In July 1996 the New Zealand Government sold off the commercial arm of Radio New Zealand, which included, among other things, the Classic Hits branded stations. The new owner was The Radio Network, a subsidiary of APN News & Media and Clear Channel Communications, which operated as a division of the Australian Radio Network.

In 1998 Classic Hits 89FM Bay City Radio was reduced to just 4 hours of local programming between 6 and 10 am 7 days a week. Outside this time nationwide shows based from Auckland took over, and the announcers simply called the station Classic Hits. The breakfast show was shortened to a 3-hour show in 2012 on all Classic Hits stations.

In 2010, now known as Classic Hits 89.5, programming was extended to the Wairoa area broadcasting 99.7FM. Previously the 99.7FM frequency had been used to broadcast Hawkes Bay's ZM station and historically for Greatest Hits FM96, Better Music 96FM and Classic Rock 96FM.

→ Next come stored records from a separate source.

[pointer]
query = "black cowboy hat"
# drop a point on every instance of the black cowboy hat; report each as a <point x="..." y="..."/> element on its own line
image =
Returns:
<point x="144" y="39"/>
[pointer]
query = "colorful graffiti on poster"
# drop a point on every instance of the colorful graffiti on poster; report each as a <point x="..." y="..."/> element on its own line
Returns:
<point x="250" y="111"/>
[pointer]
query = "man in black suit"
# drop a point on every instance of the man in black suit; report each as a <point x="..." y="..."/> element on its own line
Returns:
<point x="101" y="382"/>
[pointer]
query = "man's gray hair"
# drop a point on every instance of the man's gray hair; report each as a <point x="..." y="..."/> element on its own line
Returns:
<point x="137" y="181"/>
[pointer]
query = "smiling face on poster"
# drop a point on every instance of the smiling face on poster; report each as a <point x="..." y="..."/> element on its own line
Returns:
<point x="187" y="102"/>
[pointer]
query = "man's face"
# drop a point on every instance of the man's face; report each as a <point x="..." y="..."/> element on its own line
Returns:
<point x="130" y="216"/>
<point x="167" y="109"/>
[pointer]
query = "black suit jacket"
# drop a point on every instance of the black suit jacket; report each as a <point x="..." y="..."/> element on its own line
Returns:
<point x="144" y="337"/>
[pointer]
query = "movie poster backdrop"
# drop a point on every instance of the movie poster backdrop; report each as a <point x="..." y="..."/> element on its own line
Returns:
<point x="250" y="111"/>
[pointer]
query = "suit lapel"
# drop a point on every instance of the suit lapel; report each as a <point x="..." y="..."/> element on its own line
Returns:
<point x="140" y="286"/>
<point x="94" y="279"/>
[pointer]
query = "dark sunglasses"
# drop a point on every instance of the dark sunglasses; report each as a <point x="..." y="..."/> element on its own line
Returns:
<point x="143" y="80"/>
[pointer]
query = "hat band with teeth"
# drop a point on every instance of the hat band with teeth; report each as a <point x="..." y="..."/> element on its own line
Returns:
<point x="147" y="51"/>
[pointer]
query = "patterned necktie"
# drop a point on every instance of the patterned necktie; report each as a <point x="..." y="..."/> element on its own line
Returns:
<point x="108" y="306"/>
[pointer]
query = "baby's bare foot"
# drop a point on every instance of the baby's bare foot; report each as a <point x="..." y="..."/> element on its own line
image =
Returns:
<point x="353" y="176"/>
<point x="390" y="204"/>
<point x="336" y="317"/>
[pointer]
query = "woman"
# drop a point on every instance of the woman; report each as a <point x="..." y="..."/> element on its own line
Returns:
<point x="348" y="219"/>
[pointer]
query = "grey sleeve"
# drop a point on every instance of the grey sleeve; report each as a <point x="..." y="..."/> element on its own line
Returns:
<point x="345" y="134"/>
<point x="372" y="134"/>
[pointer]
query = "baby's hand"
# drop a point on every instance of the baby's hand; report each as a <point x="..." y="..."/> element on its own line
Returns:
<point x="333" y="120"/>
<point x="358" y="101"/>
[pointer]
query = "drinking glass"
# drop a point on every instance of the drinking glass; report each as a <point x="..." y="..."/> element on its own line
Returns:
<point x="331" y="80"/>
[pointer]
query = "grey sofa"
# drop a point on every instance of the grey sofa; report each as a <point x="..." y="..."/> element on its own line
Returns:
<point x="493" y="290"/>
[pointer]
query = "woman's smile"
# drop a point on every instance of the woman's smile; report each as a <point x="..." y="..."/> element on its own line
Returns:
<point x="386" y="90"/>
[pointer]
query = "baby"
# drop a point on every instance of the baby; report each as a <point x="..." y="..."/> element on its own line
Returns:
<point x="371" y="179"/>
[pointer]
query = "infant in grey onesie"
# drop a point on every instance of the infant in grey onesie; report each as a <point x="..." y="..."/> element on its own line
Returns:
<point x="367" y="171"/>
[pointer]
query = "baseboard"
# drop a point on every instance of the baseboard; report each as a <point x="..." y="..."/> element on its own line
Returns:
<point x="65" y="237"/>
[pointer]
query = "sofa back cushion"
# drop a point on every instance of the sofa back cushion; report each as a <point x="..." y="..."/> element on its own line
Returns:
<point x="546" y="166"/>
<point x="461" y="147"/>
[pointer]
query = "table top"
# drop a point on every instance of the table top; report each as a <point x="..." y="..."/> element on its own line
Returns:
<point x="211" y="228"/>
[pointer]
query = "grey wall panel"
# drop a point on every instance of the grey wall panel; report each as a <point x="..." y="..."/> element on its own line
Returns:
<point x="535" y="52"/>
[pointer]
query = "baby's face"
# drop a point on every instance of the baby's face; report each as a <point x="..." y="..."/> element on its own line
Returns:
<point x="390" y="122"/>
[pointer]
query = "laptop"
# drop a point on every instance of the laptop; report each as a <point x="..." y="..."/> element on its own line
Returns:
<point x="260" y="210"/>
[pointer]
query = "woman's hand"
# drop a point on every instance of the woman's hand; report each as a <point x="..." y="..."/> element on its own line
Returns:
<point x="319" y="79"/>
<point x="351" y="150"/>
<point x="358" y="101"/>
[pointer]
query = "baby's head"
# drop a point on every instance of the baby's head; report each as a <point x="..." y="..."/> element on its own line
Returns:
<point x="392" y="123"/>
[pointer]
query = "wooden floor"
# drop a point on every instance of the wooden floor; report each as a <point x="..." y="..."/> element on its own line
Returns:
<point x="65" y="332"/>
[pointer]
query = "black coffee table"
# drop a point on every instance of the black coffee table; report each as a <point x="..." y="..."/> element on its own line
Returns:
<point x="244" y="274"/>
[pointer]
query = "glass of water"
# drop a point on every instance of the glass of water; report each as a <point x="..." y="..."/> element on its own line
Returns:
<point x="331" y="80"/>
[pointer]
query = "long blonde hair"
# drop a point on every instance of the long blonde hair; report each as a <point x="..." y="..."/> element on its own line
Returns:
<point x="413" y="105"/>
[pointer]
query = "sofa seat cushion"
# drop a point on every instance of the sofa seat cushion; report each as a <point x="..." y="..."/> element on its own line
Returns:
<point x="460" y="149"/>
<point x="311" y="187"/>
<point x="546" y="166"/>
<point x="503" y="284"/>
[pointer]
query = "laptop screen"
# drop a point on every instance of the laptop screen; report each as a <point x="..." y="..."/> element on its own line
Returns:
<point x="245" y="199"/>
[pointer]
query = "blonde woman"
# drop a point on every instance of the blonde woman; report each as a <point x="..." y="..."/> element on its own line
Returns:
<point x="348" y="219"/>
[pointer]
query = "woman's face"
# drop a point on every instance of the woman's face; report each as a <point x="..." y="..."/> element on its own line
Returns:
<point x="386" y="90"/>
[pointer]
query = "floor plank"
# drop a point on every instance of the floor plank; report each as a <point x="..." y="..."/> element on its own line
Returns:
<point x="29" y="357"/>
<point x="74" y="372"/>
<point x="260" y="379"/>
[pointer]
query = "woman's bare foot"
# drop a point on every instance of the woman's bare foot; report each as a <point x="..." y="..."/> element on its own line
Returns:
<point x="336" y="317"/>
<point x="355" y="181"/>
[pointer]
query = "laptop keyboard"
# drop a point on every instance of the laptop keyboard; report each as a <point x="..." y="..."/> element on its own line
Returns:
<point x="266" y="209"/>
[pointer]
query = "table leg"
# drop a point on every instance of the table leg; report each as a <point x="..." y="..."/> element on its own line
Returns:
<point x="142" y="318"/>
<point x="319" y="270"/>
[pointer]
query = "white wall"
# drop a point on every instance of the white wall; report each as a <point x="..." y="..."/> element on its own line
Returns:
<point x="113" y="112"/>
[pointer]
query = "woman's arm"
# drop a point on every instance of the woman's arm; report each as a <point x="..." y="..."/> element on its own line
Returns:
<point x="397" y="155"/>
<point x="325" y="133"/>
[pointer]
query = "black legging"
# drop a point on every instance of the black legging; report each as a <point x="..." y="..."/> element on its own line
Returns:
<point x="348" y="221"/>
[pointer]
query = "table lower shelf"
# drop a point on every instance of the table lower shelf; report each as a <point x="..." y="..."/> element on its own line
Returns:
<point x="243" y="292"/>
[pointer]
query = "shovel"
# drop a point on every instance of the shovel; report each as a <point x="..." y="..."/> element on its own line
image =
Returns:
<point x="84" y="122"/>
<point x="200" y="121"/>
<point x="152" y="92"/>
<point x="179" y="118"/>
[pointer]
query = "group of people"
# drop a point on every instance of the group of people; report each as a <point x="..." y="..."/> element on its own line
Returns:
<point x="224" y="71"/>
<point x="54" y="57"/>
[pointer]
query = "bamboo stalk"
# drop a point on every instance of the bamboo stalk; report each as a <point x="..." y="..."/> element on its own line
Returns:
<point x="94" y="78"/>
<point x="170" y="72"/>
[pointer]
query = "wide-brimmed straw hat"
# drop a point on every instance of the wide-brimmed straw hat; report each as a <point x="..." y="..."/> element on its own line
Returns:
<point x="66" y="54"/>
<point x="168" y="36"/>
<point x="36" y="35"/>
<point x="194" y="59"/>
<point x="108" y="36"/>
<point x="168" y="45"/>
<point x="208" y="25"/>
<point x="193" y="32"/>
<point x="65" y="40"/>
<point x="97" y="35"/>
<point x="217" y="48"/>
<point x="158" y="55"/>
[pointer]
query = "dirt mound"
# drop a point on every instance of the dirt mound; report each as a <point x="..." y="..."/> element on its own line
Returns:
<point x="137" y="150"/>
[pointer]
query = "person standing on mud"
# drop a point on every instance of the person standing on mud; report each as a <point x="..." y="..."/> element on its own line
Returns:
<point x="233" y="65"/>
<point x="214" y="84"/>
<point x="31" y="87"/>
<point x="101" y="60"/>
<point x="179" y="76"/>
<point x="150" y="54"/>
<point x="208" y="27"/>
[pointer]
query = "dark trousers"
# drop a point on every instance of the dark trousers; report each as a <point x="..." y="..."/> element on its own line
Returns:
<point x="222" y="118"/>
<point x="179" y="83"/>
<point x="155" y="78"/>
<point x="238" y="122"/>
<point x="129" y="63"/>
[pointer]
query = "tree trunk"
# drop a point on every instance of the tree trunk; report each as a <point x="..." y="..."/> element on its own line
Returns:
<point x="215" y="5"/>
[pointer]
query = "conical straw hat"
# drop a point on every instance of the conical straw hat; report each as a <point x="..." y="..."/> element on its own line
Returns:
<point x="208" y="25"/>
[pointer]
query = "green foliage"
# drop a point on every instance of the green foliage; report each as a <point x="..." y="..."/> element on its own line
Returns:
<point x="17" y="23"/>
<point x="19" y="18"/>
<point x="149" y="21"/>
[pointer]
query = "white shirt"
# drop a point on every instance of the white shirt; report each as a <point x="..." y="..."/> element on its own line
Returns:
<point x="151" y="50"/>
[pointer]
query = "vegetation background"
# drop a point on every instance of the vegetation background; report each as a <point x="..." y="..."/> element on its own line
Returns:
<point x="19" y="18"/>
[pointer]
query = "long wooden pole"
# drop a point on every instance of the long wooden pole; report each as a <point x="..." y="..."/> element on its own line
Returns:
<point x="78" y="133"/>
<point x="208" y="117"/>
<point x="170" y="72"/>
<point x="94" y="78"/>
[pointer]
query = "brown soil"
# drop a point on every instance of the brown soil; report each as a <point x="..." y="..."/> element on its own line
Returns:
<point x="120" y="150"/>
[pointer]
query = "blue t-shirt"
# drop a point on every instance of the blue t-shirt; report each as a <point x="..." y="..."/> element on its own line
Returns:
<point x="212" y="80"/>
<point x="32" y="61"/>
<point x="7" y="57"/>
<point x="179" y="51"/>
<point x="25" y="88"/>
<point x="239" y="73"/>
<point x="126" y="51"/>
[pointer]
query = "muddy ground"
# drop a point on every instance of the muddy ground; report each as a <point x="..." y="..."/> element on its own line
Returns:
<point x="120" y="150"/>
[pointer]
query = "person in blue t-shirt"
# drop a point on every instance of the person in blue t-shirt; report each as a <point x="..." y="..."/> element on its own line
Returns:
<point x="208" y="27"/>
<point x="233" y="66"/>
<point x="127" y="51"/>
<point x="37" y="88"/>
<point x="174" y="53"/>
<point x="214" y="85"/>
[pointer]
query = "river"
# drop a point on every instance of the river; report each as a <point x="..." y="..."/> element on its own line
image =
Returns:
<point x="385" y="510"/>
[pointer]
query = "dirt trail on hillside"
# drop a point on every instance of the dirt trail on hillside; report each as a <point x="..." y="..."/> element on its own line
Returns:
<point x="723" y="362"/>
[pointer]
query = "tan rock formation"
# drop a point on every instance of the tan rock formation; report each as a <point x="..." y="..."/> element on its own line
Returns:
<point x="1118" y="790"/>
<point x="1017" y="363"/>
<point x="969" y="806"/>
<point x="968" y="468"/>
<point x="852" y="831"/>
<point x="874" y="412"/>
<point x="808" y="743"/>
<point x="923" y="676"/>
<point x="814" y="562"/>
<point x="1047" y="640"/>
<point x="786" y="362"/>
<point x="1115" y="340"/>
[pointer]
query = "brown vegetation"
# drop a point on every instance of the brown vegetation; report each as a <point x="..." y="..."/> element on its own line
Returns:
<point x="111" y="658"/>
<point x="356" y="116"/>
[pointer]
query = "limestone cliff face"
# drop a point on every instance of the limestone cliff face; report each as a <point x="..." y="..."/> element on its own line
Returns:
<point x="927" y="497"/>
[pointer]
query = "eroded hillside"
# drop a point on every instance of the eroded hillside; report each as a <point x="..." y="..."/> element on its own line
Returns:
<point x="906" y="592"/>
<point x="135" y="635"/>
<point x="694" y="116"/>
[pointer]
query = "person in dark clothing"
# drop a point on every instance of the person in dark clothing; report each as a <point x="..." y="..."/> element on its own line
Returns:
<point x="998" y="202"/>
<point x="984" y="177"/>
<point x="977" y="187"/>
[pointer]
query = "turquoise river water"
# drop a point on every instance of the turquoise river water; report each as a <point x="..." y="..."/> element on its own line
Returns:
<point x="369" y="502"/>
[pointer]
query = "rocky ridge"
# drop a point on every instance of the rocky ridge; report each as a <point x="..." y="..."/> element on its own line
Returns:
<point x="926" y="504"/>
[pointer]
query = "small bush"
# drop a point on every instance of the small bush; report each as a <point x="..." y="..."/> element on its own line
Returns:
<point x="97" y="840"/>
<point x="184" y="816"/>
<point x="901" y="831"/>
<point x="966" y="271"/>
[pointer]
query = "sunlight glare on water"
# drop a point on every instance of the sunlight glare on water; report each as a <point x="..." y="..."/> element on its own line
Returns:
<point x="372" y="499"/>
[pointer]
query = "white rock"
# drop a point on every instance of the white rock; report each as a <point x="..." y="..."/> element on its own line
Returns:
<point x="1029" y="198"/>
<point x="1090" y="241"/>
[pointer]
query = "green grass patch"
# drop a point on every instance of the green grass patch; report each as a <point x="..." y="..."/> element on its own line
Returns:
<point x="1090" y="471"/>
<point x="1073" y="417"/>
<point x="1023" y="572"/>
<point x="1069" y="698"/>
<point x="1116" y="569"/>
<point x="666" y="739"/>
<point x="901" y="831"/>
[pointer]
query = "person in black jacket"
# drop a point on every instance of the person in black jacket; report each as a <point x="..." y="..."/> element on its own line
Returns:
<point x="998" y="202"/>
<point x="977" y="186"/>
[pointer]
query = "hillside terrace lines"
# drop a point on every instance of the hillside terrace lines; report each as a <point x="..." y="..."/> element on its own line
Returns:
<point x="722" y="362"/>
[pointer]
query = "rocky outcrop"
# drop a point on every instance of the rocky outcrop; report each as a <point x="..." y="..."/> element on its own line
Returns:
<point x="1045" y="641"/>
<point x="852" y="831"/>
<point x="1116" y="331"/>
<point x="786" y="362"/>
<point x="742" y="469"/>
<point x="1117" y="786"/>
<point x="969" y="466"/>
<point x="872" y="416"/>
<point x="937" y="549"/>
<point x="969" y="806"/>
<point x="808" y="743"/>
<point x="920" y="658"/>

On April 28, 2014 all stations part of the Classic Hits network were rebranded as The Hits. While most regions dropped their local breakfast show in favour of a networked breakfast presented by Polly Gillespie and Grant Kareama, The Hits in Hawke's Bay was one of four regions to retain the local breakfast show.

Local breakfast Monday to Friday is currently hosted by Adam and Megan. Outside these times the station runs The Hits networked programs which originate from either Auckland, Wellington or Christchurch.